The Blue Hearts singles chronology
| "Hito ni Yasashiku" (1987) | "Linda Linda" (1987) | "Kiss Shite Hoshii" (1987) |

= Linda Linda =

"Linda Linda" (リンダリンダ) is a single by the Japanese punk rock band the Blue Hearts that was released on May 1, 1987. Lyrics and music were written by Hiroto Kōmoto, the band's lead vocalist, and it was arranged by the Blue Hearts. The track reached No. 38 on the Oricon charts during its release year.

It remains one of the group's most popular songs and was included on many albums. It was rereleased as a single on February 6, 2002.

The B-side track on the single was "Boku wa Koko ni Tatteiru Yo" (僕はここに立っているよ I'm Standing Here), which was written by Masatoshi Mashima, the band's guitarist.

==Original recordings==
There is a noticeable difference in the guitar arrangement and sound mixing between Linda Lindas release as a single and its release on the album, The Blue Hearts. Band members agreed to this change for the album because it represents a change from their amateur days to a major band playing live concerts. The single version of the song, however, is more common on television and in commercials.

==Related media==
The song has made many appearances in popular culture, including being central to the plot of the 2005 Japanese movie Linda Linda Linda, which is about a high school girls' band which plays songs of The Blue Hearts.

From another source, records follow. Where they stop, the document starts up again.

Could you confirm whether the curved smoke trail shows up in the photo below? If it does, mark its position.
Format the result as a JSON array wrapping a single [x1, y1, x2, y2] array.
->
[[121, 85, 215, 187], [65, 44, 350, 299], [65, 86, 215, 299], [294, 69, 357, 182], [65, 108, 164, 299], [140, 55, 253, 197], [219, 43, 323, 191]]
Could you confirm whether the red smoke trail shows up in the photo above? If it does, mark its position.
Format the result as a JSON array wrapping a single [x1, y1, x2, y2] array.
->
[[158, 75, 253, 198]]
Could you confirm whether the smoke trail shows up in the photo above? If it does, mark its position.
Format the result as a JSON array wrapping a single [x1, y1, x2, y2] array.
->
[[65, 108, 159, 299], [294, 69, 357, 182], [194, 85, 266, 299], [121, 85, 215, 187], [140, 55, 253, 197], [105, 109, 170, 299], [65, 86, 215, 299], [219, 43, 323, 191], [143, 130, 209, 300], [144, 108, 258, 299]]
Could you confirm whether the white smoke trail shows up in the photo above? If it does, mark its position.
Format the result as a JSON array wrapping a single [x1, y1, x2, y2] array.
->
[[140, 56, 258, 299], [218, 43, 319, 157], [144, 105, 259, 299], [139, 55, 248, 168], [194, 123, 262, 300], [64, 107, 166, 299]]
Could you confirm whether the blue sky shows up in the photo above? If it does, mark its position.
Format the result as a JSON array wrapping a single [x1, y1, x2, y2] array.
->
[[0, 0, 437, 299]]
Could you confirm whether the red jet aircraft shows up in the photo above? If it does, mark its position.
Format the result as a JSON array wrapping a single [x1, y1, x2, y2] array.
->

The song was also recorded by American singer Andrew W.K. on his 2008 cover album, The Japan Covers.

American punk rock cover band Me First and the Gimme Gimmes included the song on their 2011 EP, Sing in Japanese.

American punk rock band MxPx recorded the song in English on their 2009 album On The Cover II. They included a Japanese version as a bonus track on Japanese pressings of the CD.

The Minneapolis-based band The Outliers released a version of the song on their 2008 album It Seemed Like a Good Idea at the Time.

It also made an appearance in the Nintendo DS rhythm games Osu! Tatakae! Ouendan as the song in the ramen shop owner stage, Metcha! Taiko no Tatsujin DS: Nanatsu no Shima no Daibouken, as well as the Wii rhythm game Taiko no Tatsujin Wii: Do Don to 2 Daime, and the PS4 rhythm game Taiko no Tatsujin: Drum Session

It was also released as the character song of Masaomi Kida from Durarara!! in the first DVD.

A cover of Linda Linda was featured in the anime series The Rolling Girls.

All-girl Asian-American and Latina punk rock band The Linda Lindas named their band after the song. They later performed a cover of "Linda Linda" on the bonus edition of their album, Growing Up.

The song is featured in the original 2021 Netflix film Mixtape.